Dig deeper, past surface culture to have a peek into the life of someone who grew up in a different cultural medium – their feelings, attitudes, ideas and personal values. It is not enough to learn how to say “hello” in another language. It is not enough to read a news article on Facebook, Like, and share.
It is not enough to converse within one’s own circle of friends.
Like international students anywhere, we live sort of a double life. The life at home that we’ve temporarily left on an impulse of good opportunity is in constant tension with our life here at Duke, at a pivotal phase in our development as young (and not-so-young) adults. We are in a particularly transformative and dynamic stage of our lives where new concepts and modes of thinking draw us in, where dreams are big but disappointments crushingly heavy, while trying to do it all and graduate on time. This is when we begin to learn about who we are and realize what we are not.

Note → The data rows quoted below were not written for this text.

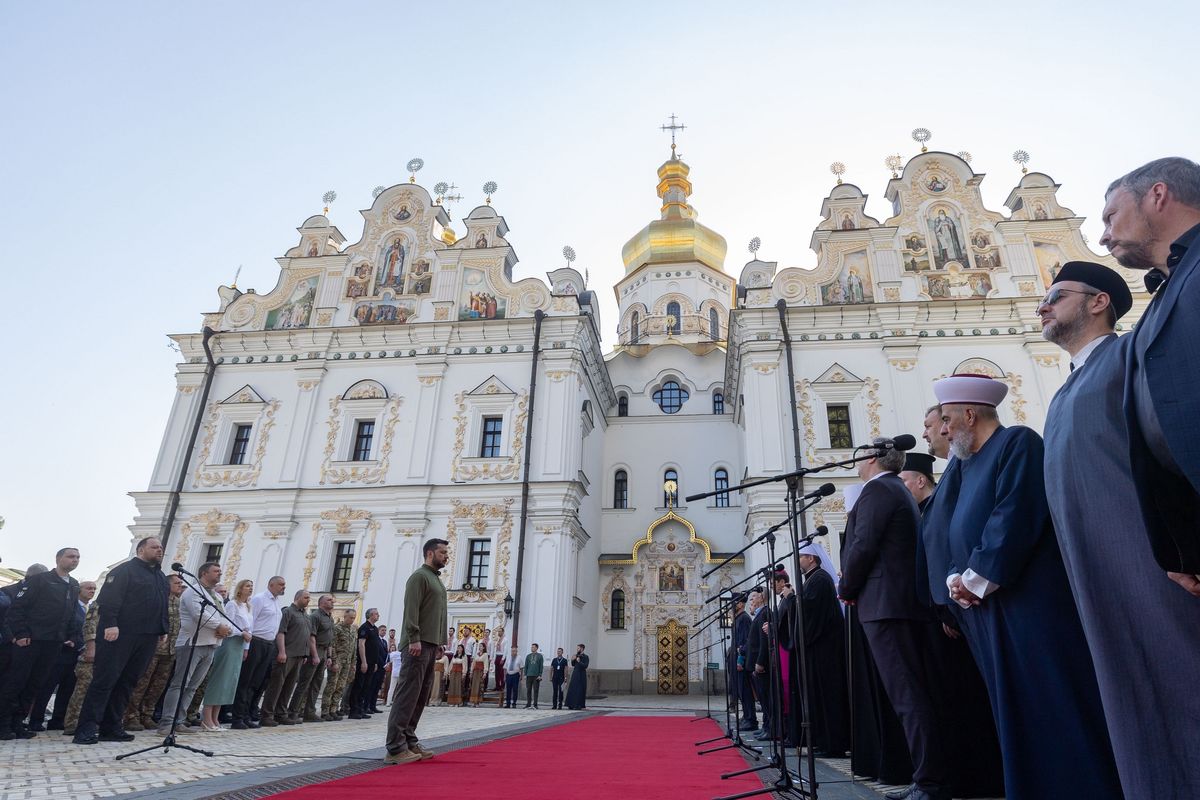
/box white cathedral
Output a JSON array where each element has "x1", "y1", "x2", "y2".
[{"x1": 129, "y1": 140, "x2": 1146, "y2": 695}]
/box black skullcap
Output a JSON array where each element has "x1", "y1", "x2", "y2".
[
  {"x1": 903, "y1": 452, "x2": 936, "y2": 478},
  {"x1": 1052, "y1": 261, "x2": 1133, "y2": 320}
]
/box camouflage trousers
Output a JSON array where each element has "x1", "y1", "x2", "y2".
[
  {"x1": 63, "y1": 660, "x2": 93, "y2": 736},
  {"x1": 321, "y1": 661, "x2": 352, "y2": 716},
  {"x1": 123, "y1": 653, "x2": 175, "y2": 728}
]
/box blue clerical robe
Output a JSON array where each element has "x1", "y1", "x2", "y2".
[{"x1": 939, "y1": 425, "x2": 1121, "y2": 800}]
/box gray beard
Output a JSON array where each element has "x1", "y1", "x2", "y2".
[{"x1": 948, "y1": 430, "x2": 975, "y2": 461}]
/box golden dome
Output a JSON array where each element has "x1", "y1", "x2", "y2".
[{"x1": 621, "y1": 155, "x2": 727, "y2": 274}]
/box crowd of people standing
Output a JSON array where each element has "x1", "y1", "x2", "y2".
[
  {"x1": 0, "y1": 536, "x2": 426, "y2": 743},
  {"x1": 727, "y1": 156, "x2": 1200, "y2": 800}
]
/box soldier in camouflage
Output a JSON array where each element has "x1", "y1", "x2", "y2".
[
  {"x1": 321, "y1": 609, "x2": 357, "y2": 720},
  {"x1": 123, "y1": 575, "x2": 184, "y2": 730},
  {"x1": 62, "y1": 601, "x2": 100, "y2": 736}
]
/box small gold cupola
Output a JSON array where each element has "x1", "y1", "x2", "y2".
[{"x1": 620, "y1": 132, "x2": 728, "y2": 274}]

While all this personal transformation business runs wild, the ‘home’ that we hold as a familiar but distant image in our heads is changing. Any individual who has spent a good amount of time living immersed in a culture vastly different from their own would agree how difficult it can be to reconcile new ideas and the roots from where we come. Roots that are integral to our identity but are thorny and stubborn, challenging our new ideas.
Duke Mindmap was created to challenge international students at Duke to find your voice and own your story. Own your story, so that you can dig deeper and know other worlds without forgetting where home is.